For indolent B-cell non-Hodgkin lymphomas (iNHLs), ultra-low-dose radiation therapy (ULDRT) with 4 Gy has demonstrated durable local control (70%), although distal relapses may occur. Concurrent systemic chemotherapy with radiation therapy (RT) extends progression-free survival (PFS) but is often avoided due to toxicity.

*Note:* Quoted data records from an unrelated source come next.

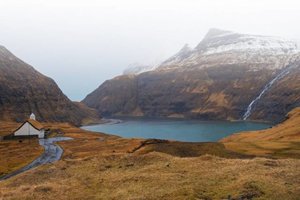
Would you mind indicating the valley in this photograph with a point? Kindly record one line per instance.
(94, 164)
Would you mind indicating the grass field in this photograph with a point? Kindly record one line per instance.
(100, 166)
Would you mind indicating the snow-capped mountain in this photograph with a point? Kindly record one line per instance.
(136, 68)
(227, 75)
(226, 47)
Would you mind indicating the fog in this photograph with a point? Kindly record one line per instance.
(81, 43)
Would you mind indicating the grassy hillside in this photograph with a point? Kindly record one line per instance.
(100, 166)
(281, 140)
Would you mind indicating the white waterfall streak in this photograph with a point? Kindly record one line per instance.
(282, 74)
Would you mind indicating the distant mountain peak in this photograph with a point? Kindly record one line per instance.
(136, 68)
(218, 41)
(215, 32)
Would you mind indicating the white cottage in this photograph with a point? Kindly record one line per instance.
(31, 127)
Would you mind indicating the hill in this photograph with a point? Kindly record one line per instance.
(216, 80)
(24, 90)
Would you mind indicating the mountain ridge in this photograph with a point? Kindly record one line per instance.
(25, 90)
(217, 86)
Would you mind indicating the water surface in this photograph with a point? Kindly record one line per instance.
(181, 130)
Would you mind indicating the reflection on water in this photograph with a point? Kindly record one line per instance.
(181, 130)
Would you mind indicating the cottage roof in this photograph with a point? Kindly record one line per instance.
(35, 124)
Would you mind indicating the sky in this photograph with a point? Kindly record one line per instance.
(82, 43)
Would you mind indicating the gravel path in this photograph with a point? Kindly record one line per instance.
(52, 153)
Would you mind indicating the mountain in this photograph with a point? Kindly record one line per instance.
(217, 80)
(24, 90)
(138, 69)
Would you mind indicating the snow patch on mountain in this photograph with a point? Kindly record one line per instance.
(136, 68)
(221, 47)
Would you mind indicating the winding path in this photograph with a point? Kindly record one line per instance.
(52, 153)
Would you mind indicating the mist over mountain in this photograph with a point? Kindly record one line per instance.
(24, 90)
(218, 79)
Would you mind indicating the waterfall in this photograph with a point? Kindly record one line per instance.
(282, 74)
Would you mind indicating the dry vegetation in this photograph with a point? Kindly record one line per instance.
(15, 154)
(100, 166)
(280, 141)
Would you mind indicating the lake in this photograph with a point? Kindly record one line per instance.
(181, 130)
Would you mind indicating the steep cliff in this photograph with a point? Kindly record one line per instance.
(24, 90)
(216, 80)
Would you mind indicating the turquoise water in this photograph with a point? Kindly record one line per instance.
(181, 130)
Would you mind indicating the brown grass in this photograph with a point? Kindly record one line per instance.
(100, 166)
(157, 176)
(15, 155)
(281, 141)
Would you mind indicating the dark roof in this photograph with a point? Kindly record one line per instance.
(37, 125)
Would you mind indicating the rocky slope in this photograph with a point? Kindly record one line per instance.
(216, 80)
(24, 90)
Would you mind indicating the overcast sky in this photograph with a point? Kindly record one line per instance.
(81, 43)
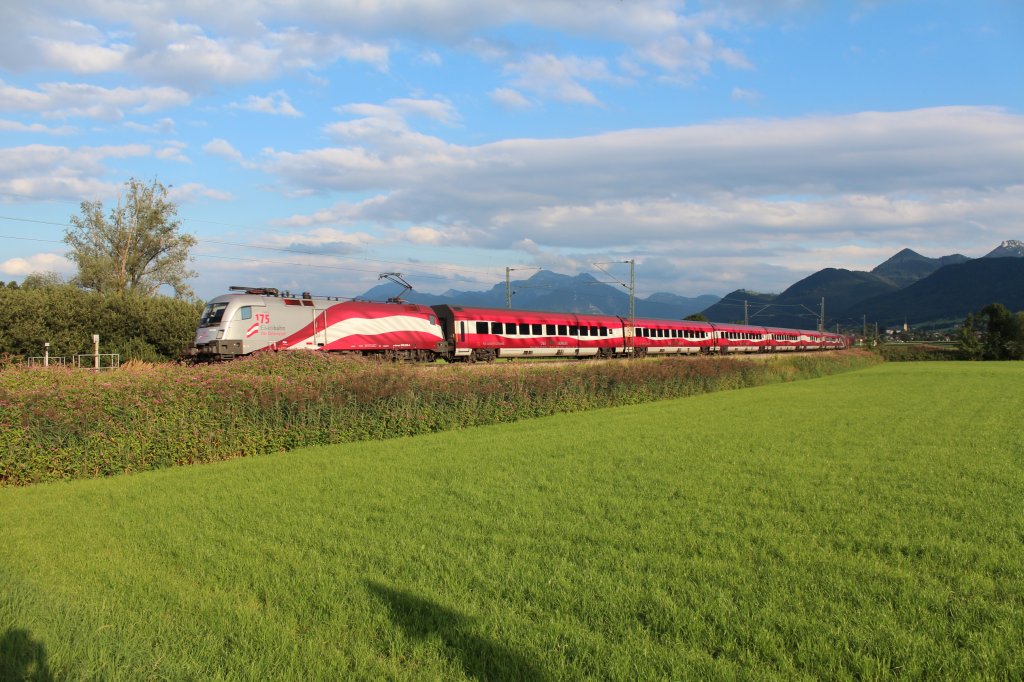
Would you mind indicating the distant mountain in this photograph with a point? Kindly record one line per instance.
(948, 294)
(551, 291)
(907, 266)
(907, 286)
(1009, 249)
(735, 304)
(799, 306)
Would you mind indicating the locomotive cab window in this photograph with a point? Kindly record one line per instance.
(213, 314)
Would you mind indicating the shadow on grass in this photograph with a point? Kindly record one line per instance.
(479, 657)
(23, 657)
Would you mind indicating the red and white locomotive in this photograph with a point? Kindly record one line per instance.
(251, 320)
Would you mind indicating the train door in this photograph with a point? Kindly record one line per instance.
(320, 328)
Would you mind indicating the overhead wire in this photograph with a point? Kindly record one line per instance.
(417, 269)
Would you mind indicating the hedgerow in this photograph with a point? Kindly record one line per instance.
(62, 423)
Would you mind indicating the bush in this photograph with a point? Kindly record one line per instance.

We hypothesize that the combination of adaptive ULDRT, with repeat treatment as needed, and single-agent rituximab results in excellent local and systemic control with minimal toxicity.

METHODS

We conducted an institutional review board (IRB)-approved retrospective review of patients with iNHLs (n=26) who were treated with both ULDRT and rituximab (four weekly doses of 375 mg/m2), either concurrently or within a short interval (median 16 days), at our institution from 2017 to 2024. Treatment response and disease control (local and distant) were measured by PET/CT. Overall survival (OS) and PFS were analyzed using the Kaplan-Meier method. Common Terminology Criteria for Adverse Events (CTCAE) v4 was used to record acute and long-term toxicities.

RESULTS

Overall response rate (ORR) at the first follow-up was 28/31 (90%), of which 19 sites (61%) achieved complete response (CR) and nine (26%) achieved partial response (PR). One (3%) patient had stable disease (SD). In our cohort, the 2-year in-field, out-of-field, and overall PFS rates were 91%, 78%, and 78%, respectively, and OS was 92%. No patient had disease transformation.

DISCUSSION

The combination of rituximab and ULDRT demonstrates sustained local and distant disease control with minimal side effects in iNHLs.